From the experimental work it is concluded that the flue gas recycling conditions in oxy-fuel combustion is a critical process parameter with respect to temperature and heat transfer conditions as well as combustion chemistry and ignition properties. Thus, the recycle rate can be used as a tuning parameter to control the main combustion process characteristics.

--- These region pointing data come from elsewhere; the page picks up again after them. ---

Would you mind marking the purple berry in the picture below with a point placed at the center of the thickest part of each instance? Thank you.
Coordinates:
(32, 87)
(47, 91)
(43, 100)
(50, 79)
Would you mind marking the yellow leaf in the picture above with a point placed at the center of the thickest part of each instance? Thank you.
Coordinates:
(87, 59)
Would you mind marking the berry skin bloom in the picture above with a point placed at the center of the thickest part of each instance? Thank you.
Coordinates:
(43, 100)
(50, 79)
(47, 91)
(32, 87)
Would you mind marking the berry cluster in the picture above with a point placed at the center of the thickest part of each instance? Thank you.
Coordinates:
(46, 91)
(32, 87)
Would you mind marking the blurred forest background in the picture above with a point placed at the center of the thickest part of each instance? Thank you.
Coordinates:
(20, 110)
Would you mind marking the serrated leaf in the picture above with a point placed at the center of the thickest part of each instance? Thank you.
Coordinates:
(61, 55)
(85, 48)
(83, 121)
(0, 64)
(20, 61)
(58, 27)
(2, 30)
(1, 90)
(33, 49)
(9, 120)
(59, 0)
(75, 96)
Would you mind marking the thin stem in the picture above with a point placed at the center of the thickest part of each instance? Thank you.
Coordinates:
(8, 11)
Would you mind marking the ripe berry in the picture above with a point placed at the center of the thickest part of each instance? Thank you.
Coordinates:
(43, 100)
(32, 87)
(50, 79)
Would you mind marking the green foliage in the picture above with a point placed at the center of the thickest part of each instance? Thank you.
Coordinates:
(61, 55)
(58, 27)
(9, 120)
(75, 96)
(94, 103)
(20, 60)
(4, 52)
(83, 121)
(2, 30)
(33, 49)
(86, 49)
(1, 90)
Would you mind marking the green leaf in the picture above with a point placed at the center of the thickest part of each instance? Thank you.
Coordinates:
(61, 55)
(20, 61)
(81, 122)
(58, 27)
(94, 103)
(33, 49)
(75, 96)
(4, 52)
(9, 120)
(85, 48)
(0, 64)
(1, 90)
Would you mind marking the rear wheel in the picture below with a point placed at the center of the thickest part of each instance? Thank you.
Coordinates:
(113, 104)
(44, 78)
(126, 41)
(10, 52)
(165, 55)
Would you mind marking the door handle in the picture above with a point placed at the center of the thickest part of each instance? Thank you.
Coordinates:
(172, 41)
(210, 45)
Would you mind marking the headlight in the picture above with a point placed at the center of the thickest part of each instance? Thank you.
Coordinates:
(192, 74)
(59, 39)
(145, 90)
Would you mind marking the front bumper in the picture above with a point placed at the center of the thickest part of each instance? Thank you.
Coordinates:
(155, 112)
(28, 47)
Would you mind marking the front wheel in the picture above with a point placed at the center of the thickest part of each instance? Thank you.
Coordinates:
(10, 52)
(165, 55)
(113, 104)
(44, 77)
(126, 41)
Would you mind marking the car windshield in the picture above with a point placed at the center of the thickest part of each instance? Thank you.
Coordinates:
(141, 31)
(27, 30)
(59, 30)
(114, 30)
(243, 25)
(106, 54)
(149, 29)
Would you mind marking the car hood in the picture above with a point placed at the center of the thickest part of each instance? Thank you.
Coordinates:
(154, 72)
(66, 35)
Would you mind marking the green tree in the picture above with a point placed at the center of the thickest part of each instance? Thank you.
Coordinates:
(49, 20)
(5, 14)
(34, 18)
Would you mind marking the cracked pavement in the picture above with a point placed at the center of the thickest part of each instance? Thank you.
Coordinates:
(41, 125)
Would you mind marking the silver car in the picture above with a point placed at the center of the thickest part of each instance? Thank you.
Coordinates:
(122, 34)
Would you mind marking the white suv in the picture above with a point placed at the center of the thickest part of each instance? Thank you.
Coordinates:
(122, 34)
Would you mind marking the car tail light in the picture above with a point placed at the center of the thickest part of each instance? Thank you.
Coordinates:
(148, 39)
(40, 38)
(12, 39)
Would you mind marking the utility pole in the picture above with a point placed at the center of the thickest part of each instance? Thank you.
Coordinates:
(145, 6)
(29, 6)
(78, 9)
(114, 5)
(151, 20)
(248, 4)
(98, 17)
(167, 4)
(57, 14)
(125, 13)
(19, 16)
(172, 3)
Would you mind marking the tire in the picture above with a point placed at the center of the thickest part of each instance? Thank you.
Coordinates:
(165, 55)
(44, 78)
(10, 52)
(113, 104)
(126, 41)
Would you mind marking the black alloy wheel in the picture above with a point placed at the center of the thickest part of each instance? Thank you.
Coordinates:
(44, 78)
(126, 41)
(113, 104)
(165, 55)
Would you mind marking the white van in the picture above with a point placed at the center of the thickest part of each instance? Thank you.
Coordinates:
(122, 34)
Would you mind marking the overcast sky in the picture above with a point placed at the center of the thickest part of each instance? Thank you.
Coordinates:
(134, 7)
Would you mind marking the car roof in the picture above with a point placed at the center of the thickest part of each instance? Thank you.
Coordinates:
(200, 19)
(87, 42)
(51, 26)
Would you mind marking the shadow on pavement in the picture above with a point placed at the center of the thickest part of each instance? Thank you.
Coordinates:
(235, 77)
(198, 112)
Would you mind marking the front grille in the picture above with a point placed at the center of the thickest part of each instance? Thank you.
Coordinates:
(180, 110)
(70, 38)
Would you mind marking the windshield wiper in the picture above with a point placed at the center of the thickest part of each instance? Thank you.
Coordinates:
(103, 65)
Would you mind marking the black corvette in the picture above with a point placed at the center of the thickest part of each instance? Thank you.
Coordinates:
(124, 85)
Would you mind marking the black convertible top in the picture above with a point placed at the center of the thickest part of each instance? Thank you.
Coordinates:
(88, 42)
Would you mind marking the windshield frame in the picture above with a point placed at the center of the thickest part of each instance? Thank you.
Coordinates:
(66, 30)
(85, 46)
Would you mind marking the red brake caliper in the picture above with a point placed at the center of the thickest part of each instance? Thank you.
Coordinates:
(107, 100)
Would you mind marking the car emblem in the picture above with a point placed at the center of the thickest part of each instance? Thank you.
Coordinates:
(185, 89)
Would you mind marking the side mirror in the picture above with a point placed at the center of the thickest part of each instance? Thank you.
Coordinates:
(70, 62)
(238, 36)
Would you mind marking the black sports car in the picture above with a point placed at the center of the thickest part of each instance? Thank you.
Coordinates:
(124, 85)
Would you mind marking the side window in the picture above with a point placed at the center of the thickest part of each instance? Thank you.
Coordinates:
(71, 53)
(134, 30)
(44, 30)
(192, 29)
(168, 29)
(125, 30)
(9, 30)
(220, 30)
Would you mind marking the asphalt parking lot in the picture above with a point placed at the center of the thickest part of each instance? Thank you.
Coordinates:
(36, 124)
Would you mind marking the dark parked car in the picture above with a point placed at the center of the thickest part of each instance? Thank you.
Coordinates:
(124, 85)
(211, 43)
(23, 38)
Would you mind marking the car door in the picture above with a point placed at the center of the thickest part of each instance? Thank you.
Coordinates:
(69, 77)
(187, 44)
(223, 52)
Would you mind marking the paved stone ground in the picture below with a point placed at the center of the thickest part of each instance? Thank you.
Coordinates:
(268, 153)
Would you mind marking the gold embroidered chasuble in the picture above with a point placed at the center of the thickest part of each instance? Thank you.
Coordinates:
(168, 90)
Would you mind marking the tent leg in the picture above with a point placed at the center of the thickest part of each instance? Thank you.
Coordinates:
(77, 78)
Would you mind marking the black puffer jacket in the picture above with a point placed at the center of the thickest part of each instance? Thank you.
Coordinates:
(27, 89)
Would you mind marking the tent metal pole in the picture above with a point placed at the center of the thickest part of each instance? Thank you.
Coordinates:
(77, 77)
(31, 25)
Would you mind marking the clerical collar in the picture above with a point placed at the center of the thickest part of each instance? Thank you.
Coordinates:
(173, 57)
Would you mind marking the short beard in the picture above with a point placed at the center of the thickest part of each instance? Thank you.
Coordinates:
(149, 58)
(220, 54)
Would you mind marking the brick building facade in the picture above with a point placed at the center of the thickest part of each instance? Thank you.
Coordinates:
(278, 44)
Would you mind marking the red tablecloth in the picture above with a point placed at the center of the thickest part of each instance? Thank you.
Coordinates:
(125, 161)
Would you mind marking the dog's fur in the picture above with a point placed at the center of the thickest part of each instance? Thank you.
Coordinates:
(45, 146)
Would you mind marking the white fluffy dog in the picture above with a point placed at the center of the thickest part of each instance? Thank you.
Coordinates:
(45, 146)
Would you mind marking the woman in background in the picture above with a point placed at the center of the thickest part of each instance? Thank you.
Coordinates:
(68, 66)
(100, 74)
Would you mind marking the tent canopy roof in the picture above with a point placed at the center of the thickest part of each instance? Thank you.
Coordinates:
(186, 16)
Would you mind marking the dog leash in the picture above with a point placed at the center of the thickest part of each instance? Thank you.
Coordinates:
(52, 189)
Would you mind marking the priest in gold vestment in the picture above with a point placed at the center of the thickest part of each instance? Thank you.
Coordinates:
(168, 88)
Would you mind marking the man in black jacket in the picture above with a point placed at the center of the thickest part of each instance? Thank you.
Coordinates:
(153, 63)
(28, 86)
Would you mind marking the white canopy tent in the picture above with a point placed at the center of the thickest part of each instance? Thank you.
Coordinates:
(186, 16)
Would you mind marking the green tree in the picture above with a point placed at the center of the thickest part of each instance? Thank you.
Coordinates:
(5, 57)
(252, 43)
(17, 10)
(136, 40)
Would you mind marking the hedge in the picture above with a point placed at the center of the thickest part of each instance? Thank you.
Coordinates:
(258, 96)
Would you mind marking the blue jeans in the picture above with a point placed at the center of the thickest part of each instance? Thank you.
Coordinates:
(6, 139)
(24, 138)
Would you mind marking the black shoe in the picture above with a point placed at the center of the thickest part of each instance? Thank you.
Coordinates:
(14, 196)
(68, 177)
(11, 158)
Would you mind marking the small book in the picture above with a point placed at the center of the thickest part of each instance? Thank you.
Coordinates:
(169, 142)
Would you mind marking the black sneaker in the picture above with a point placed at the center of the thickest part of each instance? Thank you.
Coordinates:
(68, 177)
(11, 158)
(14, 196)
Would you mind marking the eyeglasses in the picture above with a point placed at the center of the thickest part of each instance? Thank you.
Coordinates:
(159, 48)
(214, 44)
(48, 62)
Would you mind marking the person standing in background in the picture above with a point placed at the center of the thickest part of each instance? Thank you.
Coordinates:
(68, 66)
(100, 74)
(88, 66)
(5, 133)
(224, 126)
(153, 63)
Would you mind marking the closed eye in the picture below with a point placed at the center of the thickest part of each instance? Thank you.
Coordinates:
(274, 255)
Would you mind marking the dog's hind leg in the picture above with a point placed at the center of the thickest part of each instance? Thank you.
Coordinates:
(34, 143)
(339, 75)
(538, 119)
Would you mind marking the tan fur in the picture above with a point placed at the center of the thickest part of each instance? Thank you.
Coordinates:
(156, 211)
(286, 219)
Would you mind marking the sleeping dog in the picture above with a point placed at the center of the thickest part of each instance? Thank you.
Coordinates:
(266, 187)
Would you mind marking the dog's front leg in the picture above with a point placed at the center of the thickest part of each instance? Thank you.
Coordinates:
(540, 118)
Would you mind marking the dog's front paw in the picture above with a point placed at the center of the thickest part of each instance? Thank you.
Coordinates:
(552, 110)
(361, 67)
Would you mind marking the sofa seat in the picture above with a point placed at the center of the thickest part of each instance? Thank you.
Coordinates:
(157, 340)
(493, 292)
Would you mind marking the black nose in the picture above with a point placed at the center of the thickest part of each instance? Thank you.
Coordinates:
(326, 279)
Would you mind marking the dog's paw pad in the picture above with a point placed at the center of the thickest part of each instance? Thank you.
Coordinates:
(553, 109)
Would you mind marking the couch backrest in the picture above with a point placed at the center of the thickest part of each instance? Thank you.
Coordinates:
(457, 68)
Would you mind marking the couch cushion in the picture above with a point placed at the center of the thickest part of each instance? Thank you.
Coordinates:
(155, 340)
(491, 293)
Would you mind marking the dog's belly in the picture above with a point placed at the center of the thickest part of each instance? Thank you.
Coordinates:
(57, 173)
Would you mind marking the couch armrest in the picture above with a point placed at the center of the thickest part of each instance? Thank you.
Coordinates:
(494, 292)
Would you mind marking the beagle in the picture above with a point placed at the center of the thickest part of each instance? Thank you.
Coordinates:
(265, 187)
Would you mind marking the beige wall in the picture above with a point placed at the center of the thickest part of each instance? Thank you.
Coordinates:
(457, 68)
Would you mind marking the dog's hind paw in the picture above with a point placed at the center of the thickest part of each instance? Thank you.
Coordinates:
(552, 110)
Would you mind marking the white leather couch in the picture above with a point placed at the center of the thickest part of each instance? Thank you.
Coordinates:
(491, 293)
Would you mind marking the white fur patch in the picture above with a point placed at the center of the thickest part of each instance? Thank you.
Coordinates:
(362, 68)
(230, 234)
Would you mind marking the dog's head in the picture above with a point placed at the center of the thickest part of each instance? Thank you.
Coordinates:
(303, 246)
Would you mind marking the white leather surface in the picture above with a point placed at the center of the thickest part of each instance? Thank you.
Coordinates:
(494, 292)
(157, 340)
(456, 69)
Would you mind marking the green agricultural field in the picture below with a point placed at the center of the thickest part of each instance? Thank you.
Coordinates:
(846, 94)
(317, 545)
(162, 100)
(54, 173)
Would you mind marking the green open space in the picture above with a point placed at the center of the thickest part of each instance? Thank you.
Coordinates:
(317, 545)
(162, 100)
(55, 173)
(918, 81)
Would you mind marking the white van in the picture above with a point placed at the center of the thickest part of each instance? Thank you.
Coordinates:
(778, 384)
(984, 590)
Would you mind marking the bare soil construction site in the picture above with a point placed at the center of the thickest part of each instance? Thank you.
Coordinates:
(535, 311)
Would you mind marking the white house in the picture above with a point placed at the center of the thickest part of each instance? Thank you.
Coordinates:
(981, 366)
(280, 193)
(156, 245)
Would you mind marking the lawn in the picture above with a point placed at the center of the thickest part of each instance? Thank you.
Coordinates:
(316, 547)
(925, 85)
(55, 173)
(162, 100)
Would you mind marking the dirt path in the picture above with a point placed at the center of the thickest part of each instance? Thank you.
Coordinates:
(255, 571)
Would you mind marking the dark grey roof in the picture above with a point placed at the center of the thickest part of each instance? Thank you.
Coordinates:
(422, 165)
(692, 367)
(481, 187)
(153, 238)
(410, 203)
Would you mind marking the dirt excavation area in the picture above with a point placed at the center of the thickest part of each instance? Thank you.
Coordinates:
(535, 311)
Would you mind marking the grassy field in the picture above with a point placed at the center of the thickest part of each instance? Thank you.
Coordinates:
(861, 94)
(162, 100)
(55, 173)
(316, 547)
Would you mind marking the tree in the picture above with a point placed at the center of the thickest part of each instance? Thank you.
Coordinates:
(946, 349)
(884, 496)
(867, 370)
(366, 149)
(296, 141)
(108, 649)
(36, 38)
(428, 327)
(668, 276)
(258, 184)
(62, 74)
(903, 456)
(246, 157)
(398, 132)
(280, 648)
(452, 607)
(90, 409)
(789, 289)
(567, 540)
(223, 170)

Global reaction mechanisms for air and oxy-fuel combustion are investigated and compared by modelling of a propane-fired oxy-fuel flame. The reaction mechanisms show large deviations in the predicted temperature and gas composition. Surprisingly, a global reference mechanism yields the most convincing results, even though peak temperatures are overestimated. Furthermore, inclusion of gray/non-gray gas radiation and soot radiation in CFD modelling of an oxy-fired and an air-fired propane flame is investigated. The non-gray gas approach is shown to be preferable, since the gray model fails in predicting the radiative source term, which affects the temperature field in the CFD calculations. Inclusion of soot radiation, when modelling soot containing flames, is however more critical than the use of a more rigorous description of the radiative properties of the gaseous components.